Syrian hamsters are one of the most solitary animals in the wild, making them equally as territorial. That means, they should always be housed alone, even when a young golden hamster appears to tolerate other cage mates. By the time it reaches 8 to 10 weeks old, it may fight to the death.

Housing the Syrian Hamster

Syrian hamsters prefer large cages for running and playing (a minimum of 24 inches by 12 inches, and at least 12-inches tall). A traditional wire-mesh cage works well, as does a plastic modular variety or a standard glass aquarium with a tightly-fitting mesh lid. And you'll need plenty of room for your pet's toys, too, including an exercise wheel, tunnel toys for hiding, a bridge, and wooden chew blocks for dental hygiene and maintenance.

Hamsters love hideouts so they can snuggle in a corner and sleep. Pet stores provide a wide variety of attractive enclosures, or you can make your own out of wood or a ceramic pot. For bedding, use materials like aspen shavings, hay, or shredded paper. Your hamster will enjoy piling up its bedding to make a safe place to snuggle. Don't use cotton bedding—this is a choking hazard for small animals.

Food and Water

Feed your Syrian hamster a diet of nuts, grains, and seeds (often included as staples in store-bought hamster foods) with fruit and vegetable supplementation in the form of apples, broccoli, carrots, cauliflower, and pears. Since Syrian hamsters are omnivores, throwing an occasional insect or hard-boiled egg into its enclosure provides an extra protein shot. And watch your pet as it eats. Syrians have a funny little eating habit. They stow their food in their cheeks and often continue eating this stored food stash until their cheeks are empty.

Always provide a clean source of water for your hamster and make sure to change it out daily. Vacuum-action water bottles, complete with a drinking tube, are the favorite choice. Still, some hamster keepers like to provide both a water bowl and a bottle until drinking from the water bottle's spout becomes second nature.

Common Health Problems

Syrian hamsters are hardy critters, making them less prone to disease than other hamster varieties.
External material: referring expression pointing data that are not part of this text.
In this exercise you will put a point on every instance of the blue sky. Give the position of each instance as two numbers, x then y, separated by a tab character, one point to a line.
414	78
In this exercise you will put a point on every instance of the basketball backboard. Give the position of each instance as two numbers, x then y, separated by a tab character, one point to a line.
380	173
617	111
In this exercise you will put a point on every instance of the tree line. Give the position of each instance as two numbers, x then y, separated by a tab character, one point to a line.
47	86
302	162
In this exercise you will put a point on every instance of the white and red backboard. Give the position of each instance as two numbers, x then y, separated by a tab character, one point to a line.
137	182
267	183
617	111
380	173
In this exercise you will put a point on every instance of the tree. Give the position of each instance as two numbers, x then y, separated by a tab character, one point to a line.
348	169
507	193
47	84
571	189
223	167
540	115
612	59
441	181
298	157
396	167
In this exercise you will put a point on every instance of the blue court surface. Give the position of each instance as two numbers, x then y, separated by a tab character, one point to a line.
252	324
However, there are a few conditions to watch out for. Wet tail—a stomach infection usually associated with stress and bacteria proliferation—is the most common health issue affecting this breed. Look for a wet bum and tail and a droopy and lethargic demeanor. If wet tail is suspected, take your hamster to the vet to be treated with antibiotics. A quick course of medicine should clear up the infection and bring your pet back to normal.

Hamsters can also contract fur and ear mites, a common cold, or grow a tumor. Mites can be prevented by using sterile bedding (as opposed to hay) and cleaning the enclosure regularly. A common cold yields symptoms similar to those in humans and needs to be treated by a vet. And tumors usually pop up in older hamsters and can be either benign or malignant. Make an appointment with your vet to determine the type of lump and discuss further treatment.
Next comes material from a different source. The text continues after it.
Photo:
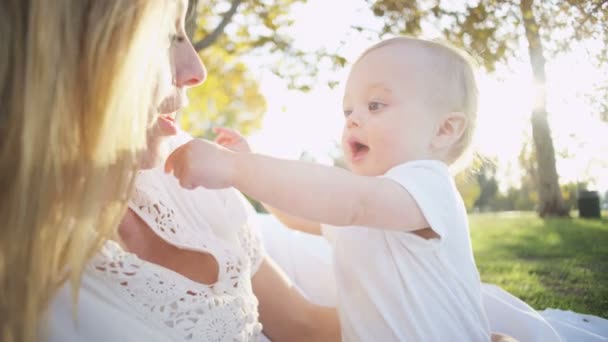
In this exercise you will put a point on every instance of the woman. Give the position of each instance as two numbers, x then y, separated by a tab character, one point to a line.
186	265
76	102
Purchasing Your Syrian Hamster

You can buy a Syrian hamster from a pet shop, or, if you can find one nearby, a breeder. Buying from a breeder is the preferred option, as a breeder's care is far superior to that of your local shop.

When selecting your hamster, don't just pick the cutest one (they are all cute, after all). Wake a few up (since they're nocturnal) and note their demeanor. Healthy hamsters should have bright eyes, clean bums, and should be very active and eager to take in your scent. Have the pet shop clerk or breeder assist you in picking one up. If the hamster is curious and alert, it might be a good candidate for a pet.

A Syrian Hamster's Coat

The natural color of most Syrian hamsters is golden brown (with a light belly). Due to an agouti gene, the hairs of Syrians are banded with both dark and light hues. They also have dark markings on their cheeks, extending from their jaw up toward their ears. Through selective breeding, different hamsters may display a number of variations in color, patterns, and hair length.

Long-haired hamsters can have long, flowing coats or just a few tufts of long hair scattered throughout their body. Due to testosterone, male long-haired Syrians have the most beautiful coats of all, complete with a pale colored "skirt" around their behind.